OPEC did exactly what it promised in Vienna, slashing oil output by 1.5 million barrels a day, but the market shrugged off the cartel’s biggest production cut in nearly two years and crude futures fell to $63 in New York.
OPEC decided to lower supply by 1.5 million barrels a day from November, oil ministers said today at the end of a meeting at the group’s Vienna’s headquarters. The reduction will be from the existing quota for 11 members of 28.8 million barrels a day.
OPEC President and Algerian Oil Minister Chakib Khelil said at a news conference that the cut will be “100 percent effective” in stabilizing prices.
Apparently Khelil didn’t talk to the Qatari Oil Minister Abdullah bin Hamad al- Attiyah, who said,
Another cut in December is “possible,” depending on how the oil market reacts
Venezuela has been insisting that OPEC establish a target price range of $80 – $100/barrel. Iran, Venezuela and Libya are panicking, according to the NYT.

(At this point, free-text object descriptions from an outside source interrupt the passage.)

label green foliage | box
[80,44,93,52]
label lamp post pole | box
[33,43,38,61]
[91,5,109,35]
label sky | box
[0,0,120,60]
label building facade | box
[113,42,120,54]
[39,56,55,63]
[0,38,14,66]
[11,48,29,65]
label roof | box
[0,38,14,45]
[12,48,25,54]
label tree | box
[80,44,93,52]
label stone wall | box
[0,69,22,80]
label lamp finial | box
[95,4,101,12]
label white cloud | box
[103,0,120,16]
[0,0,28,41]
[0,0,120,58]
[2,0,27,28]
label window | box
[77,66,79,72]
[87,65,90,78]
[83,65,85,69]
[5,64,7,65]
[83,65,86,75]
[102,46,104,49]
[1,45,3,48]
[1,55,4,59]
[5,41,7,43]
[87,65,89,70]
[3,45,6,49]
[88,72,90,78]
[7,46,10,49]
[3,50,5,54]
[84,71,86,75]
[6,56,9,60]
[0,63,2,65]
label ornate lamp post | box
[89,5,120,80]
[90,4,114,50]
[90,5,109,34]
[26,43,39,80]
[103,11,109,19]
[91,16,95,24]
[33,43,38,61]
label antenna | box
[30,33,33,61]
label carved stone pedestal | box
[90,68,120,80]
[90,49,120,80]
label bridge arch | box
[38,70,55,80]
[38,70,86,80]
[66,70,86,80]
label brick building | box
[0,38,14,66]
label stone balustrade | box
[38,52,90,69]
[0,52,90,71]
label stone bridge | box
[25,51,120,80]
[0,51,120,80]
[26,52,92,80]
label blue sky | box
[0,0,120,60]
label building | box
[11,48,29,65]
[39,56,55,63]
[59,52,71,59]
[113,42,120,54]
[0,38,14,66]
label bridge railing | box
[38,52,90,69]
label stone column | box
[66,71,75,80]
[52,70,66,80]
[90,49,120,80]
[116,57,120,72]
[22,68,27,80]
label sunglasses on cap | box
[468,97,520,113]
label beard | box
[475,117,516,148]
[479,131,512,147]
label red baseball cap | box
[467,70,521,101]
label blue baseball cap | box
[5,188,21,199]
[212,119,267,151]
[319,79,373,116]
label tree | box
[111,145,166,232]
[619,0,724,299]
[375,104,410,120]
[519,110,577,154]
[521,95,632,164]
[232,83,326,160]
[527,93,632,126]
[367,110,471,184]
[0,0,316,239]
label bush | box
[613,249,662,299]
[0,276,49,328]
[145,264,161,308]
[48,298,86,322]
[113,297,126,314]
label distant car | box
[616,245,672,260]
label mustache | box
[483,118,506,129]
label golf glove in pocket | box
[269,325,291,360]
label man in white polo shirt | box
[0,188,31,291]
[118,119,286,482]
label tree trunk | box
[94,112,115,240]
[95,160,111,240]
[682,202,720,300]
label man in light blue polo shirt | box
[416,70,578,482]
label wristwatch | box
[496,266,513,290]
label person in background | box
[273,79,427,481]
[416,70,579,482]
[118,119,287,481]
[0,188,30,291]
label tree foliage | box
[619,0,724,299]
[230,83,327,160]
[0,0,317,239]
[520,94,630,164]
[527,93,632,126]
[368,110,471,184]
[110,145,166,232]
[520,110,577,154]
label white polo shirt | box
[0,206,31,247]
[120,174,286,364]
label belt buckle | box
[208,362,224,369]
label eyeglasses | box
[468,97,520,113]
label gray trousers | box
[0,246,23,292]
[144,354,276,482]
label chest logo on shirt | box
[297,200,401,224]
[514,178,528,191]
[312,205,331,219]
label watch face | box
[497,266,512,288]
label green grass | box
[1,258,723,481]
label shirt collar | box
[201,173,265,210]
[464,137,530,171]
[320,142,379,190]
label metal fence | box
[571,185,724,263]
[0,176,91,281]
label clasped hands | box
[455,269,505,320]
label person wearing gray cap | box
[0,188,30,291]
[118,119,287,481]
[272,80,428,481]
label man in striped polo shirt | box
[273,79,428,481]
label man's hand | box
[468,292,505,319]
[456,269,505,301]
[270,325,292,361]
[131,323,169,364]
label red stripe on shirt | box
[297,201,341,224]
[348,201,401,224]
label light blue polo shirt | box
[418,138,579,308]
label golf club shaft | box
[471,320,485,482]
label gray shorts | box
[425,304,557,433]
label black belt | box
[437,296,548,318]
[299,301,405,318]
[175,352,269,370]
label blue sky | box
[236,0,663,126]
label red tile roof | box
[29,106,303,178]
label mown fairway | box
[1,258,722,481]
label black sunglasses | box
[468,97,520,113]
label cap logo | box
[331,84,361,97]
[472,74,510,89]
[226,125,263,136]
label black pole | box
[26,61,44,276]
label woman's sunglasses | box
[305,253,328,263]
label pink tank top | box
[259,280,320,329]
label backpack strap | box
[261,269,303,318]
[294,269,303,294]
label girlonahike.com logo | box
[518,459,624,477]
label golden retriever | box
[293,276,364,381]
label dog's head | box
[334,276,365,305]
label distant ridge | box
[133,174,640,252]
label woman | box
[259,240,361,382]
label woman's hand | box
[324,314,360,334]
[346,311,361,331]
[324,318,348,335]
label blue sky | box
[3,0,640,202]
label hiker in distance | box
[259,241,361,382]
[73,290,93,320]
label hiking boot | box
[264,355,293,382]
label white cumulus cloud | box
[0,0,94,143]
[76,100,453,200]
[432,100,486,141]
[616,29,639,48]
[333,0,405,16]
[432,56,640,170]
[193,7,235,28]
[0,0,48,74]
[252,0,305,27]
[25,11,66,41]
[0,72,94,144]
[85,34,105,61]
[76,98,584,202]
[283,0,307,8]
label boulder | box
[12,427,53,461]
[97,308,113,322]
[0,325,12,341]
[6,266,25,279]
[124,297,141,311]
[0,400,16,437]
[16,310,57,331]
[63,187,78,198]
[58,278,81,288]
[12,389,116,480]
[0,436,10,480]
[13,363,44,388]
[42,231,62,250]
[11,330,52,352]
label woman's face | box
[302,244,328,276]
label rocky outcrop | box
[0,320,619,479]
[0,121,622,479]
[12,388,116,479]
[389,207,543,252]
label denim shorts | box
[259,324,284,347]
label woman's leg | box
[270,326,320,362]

All this points to serious splits between OPEC members,
Their disagreements — both publicly and privately — may set the stage for a more contentious chapter in the organization’s history that could also mean a period of lower oil prices as producers fight over what course to take.
“OPEC member countries’ national interests are greatly misaligned,” said Antoine Halff, an oil analyst at Newedge, a brokerage firm. “Falling prices will deepen, not lessen, those divisions.”
Because the growth in global oil demand has slowed sharply in recent months, OPEC fears the world will face a huge oversupply next year. Some members, led by Iran, pushed for an aggressive cut in production. Their aim is to stop the precipitous slide in prices that risks putting a big dent in their government revenues and jeopardizes their increasingly large social spending programs.
Allies of the United States within the group, led by Saudi Arabia, have pledged to keep oil markets well supplied, as industrialized nations grapple with the worst economic crisis in decades. They have repeatedly said they do not want to add to the world’s economic woes by pushing up oil prices. After he arrived in Vienna, Mr. Naimi, the Saudi oil minister, said that oil prices should be determined by the market.
Here in the US, gasoline retail sales fell by 8 percent last week.
The Washington Post quotes Venezuelan Oil Minister Rafael Ramirez’s admission that “Demand is collapsing.”
Chavez’s attempts to turn OPEC into an overtly politically militant group have failed so far. Venezuela’s oil production has dropped by 25% since Chavez came to power. One of my commenters mentioned that Venezuela’s oil is high in sulfur and sells for less than the world oil price – this means Chavez is getting now $100 less per barrel than he was a few months ago. With the price of oil dropping, his Bolivarian empire dreams are a chimera; if oil stays low, he’ll be gone, too.
(Regular readers of this blog know that I have stated that if oil stays below $80 for an extended period of time, Chavez will be looking at real estate in a retirement community near Cannes.)